In the days since the election, we’ve seen a great deal of revisionist history being written right before our very eyes.
Take new re-elected Minnesota Congresswoman Michelle Bachmann. Before the election she told MSNBC that she was, “very concerned that [Sen. Obama] may have anti-American views.” The day after the election Rep. Bachmann said she was, “extremely grateful that we have an African-American who has won this year.”
Or how about Alaska Gov. Sarah Palin who famously before the election claimed that Sen. Obama was, “palling around with terrorists.” Yet the Thursday after the election she said, “Barack Obama has been elected president. Let us, let us – let him – be about to kind of savor this moment, one, and not let the pettiness of maybe internal workings of the campaign erode any of the recognition of this historic moment that we’re in. And God bless Barack Obama and his beautiful family.” Then she told Matt Lauer on the “Today” show earlier this week that “I’m comfortable with Barack Obama as our commander in chief, assuming that he has those around him who recognize …. that terrorists have not changed their minds … Those who recognize what the threat is and how to deal with the threat.”
Or worst of all, consider the case of Sen. Joe Lieberman, who rejected the Democratic Party and campaigned for the election of Sen. John McCain. Sen. Lieberman even spoke at the Republican National Convention and was at one point considered a possible running mate for McCain. In August, Sen. Lieberman said the election was “between one candidate, John McCain, who has always put the country first, worked across party lines to get things done, and one candidate who has not.” He later said, “Sen. Barack Obama is a gifted and eloquent young man who can do great things for our country in the years ahead. But my friends, eloquence is no substitute for a record – not in these tough times for America.”

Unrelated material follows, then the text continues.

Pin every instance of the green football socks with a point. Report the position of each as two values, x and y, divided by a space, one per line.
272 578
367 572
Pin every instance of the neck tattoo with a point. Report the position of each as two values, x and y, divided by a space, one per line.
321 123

But what does Sen. Lieberman say now? “Now that the election is over, it is time to put partisan considerations aside and come together as a nation to solve the difficult challenges we face and make our blessed land stronger and safer. I pledge to work with President-elect Obama and his incoming administration in their efforts to reinvigorate our economy and keep our nation secure and free.”

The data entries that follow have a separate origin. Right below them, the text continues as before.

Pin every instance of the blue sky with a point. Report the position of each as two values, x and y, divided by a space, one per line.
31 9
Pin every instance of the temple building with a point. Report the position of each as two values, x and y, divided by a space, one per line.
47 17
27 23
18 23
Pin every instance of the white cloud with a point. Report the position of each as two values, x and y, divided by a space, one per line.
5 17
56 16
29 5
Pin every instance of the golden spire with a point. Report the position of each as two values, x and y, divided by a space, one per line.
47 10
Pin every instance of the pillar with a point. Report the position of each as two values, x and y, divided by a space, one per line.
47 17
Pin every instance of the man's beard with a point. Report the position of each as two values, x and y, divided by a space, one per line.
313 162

It’s like he sent out a “Dear Colleague” letter which translates, “Please forget everything I’ve said about Sen. Obama and the Democrats during the presidential campaign and let me keep my chairman’s gavel.”
Sen. Lieberman no doubt has friends in the Democratic caucus who argue he votes with the party 90% of the time and we should overlook his behavior. But in my view, if the Democrats let Sen. Lieberman have a gavel in the next Congress, they might as well let GOP Senators Olympia Snowe and Susan Collins have one, too. They vote largely with Democrats and they campaigned for Sen. McCain, too.
In the next few days, there is a secret vote on Sen. Lieberman’s fate. I for one, hope that Sen. Jim Webb, will vote to oust Sen. Lieberman. This vote should not be about ideology, but about loyalty. And Sen. Lieberman has not been loyal.